Par focal: it is the ability of the microscope objectives to stay in focus when the magnification is changed (i.e. you switch objectives). This allows you to focus on your specimen at 4X and switch your objective lens to 10X without losing your image and having to start the whole focusing process again.
How to use the microscope
- Moving and transporting the microscope: The microscope should always be transported by grasping the arm of the microscope with one hand and supporting the base with the other. It should never be tilted since the eyepiece is not fixed in the body tube and may fall out and break. Always set the microscope down gently to avoid damage.
- Powering up and Illumination: you can switch on the light pressing the 0/I switch and control the light with the dimmer.
- Cleaning: Do not touch the lenses with your fingers. Use only lens paper to wipe the lenses if they get dirty during usage.
- Changing objectives: There are usually three or four objectives on the revolving nosepiece. The low power objective is the shortest one. Rotate the revolving nosepiece until the lowest power objective snaps into place, you should hear a faint click. If the objective in not aligned you will not be able to see the full circle for the FOV.

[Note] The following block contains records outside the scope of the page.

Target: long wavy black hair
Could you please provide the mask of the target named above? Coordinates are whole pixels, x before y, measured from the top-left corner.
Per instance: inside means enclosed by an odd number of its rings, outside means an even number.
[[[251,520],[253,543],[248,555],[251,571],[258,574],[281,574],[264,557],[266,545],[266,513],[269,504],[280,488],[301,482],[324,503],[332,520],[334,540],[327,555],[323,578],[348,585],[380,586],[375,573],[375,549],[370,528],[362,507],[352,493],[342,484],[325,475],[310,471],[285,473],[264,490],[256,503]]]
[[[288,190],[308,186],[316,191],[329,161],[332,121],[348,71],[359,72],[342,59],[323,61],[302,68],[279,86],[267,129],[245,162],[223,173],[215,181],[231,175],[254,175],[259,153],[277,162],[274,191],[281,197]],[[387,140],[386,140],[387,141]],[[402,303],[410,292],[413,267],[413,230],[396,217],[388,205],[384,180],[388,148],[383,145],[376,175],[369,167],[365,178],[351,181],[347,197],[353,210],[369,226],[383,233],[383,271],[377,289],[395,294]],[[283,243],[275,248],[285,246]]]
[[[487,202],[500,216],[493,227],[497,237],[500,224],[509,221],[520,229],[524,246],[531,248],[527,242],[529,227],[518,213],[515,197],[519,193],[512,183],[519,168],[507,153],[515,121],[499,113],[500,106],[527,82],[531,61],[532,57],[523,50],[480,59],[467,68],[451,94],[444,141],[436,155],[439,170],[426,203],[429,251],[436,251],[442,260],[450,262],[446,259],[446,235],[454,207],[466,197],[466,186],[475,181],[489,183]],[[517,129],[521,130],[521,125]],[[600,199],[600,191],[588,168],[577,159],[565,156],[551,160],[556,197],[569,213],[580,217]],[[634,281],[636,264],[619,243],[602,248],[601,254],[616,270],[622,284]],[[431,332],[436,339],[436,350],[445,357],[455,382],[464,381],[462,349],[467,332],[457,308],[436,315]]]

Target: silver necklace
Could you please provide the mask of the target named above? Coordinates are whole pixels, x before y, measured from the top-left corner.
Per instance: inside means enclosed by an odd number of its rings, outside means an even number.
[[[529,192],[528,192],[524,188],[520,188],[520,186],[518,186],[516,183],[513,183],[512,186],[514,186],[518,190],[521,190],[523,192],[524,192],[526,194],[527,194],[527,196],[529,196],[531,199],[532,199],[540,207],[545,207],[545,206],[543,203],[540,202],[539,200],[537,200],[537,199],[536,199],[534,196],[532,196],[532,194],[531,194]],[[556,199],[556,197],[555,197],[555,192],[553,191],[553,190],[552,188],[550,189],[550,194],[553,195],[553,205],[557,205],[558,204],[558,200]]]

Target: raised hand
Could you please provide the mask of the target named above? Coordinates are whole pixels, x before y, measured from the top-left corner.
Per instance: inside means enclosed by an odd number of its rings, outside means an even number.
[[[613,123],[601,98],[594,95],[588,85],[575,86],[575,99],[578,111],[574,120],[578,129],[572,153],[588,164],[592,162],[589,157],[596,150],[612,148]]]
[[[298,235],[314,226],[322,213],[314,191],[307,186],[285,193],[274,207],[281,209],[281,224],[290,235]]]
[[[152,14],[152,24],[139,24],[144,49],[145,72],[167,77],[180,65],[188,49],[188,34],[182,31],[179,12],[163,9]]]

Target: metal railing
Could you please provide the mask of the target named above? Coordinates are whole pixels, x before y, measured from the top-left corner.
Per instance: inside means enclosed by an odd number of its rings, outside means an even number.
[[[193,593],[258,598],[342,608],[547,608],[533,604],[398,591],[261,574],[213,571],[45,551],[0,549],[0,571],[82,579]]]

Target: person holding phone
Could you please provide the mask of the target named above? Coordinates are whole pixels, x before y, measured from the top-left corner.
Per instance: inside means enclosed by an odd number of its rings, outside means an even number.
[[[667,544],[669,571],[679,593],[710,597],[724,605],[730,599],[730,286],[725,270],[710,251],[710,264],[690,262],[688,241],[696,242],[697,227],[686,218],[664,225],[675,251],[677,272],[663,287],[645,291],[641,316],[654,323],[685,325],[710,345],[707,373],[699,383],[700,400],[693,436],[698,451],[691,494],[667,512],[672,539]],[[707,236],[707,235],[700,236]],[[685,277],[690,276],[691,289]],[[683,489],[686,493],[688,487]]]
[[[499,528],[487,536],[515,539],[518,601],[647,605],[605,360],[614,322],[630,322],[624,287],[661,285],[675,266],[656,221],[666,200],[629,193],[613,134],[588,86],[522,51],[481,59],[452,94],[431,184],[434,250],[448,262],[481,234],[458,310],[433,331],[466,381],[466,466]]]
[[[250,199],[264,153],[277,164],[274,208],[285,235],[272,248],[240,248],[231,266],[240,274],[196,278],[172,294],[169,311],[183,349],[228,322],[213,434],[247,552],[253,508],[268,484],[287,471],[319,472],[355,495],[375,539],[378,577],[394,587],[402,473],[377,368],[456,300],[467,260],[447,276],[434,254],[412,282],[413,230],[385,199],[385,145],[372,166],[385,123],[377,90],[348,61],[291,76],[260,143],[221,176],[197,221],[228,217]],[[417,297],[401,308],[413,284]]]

- Positioning the slide: Use the large (coarse) focus knob to bring the mechanical stage to the lowest point (farthest away from the objective). Put the slide on the stage and hold it in place using the slide holder. Use the mechanical stage controls, x-axis knob and y-axis knob, to move the slide around so that the specimen is in the center of the viewing field. While looking at the stage from the side (not through the ocular), bring the stage up to the highest point.
- Inter-pupillary distance: Binocular microscopes allow you to use both eyes to look at the specimen (so please stop playing pirate and use both of them). Inter-pupillary distance can be adjusted by pulling the two ocular lenses apart or pushing them together. You should adjust the distance between the eyepieces to match that of your eyes. Different people have different distance between their eyes so if another student uses the same microscope, it will be necessary to readjust the inter-pupillary distance.
- Focusing: There are two focusing knobs. The larger knob is for coarse focusing; the smaller one is for fine focusing. To look for a specimen, always start with the lowest magnification. Never move the slide up toward the objective with the coarse adjustment if you are at a magnification higher than 4X. If you can’t find it with the lowest power, you are not going to find it using higher power (why what happens to what you can see when you increase the magnification?) . Never allow the slide to touch an objective lens. To test whether the image you see is actually the slide, move the slide slightly with the stage control knob. If the image does not move while the slide moves, you are probably looking at your own eyelashes or at a scratch on one of the lenses. Remember that you may still be looking at scratches on the slide, so double check with your instructor that what you are looking at is your specimen.
- Changing objectives: The microscope is parfocal. This means that when it is in focus at low power, it will almost be in focus at higher power.
- Center the specimen in the field and focus at low power. (why do you want the specimen to be at the center of your field of vision?)
- Without changing the focus, rotate the next higher power objective into place. Increase the amount of light if necessary.
- Bring the specimen into sharp focus by using the fine adjustment knob. If it is in proper focus on low power, it should not need coarse adjustment at higher power and you should never use the coarse focus if you are using any lens that is not the 4X. Center the specimen using the mechanical stage controls.
- Remove the slide: Always change back to low power, 4X, and then remove your slide.